Even if federal/state governments opt not to shut down the economy amid second wave concerns, a slowdown in the recovery should be expected based on the impact of weaker demand and constrained supply. Second quarter earnings season may be an eye-opener—not just what’s reported for earnings in the quarter; but what companies say about their second half outlooks. Given that one-third of S&P 500 companies have withdrawn earnings-per-share guidance for 2020, any color will be helpful in shaping views about the shape of the recovery.
Secular economic shift coming?
Longer-term I believe our economy is starting a shift from services/consumer-led growth toward more investment-led growth (in areas like health care, technology and supply-chain manufacturing). The transition is likely to be bumpy and uneven—especially for workers displaced by the havoc wreaked by the pandemic. However, as highlighted in a recent report from Cornerstone Macro, there is hope for employment more broadly:
Employment sectors likely to weaken (number of employees as of May):
- Classic retailers @ 4.55 million
- Restaurants/accommodations @ 7.62 million
- Recreation @ 1.17 million
- Air travel @ .38 million
Employment sectors likely to strengthen (number of employees as of May):
- Grocery stores @ 2.75 million
- Technology @ 5.72 million
- Health care @ 18.89 million
- Manufacturing @ 11.70 million
- Residential construction @ .78 million
The expected growth sectors currently employ nearly 40 million people—nearly three times the 13.7 million employed by the expected contraction sectors. That’s good news; but if the economy is transitioning from having been nearly-70% consumer spending-driven, toward investment-based drivers, the ride is likely to be bumpy.

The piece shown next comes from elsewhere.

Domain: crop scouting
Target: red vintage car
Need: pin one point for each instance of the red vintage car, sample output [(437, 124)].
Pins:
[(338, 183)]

Chuck Schwab often says that investing is by its nature an act of optimism. I couldn’t agree more. There is reason for optimism that we will emerge from this crisis and forge a stronger path ahead. But be mindful of the emotions of fear and greed—stay disciplined, especially around diversification and periodic rebalancing. Long-term investment success does not require precisely picking market tops and bottoms. That’s gambling on moments in time; while investing should always be a process over time.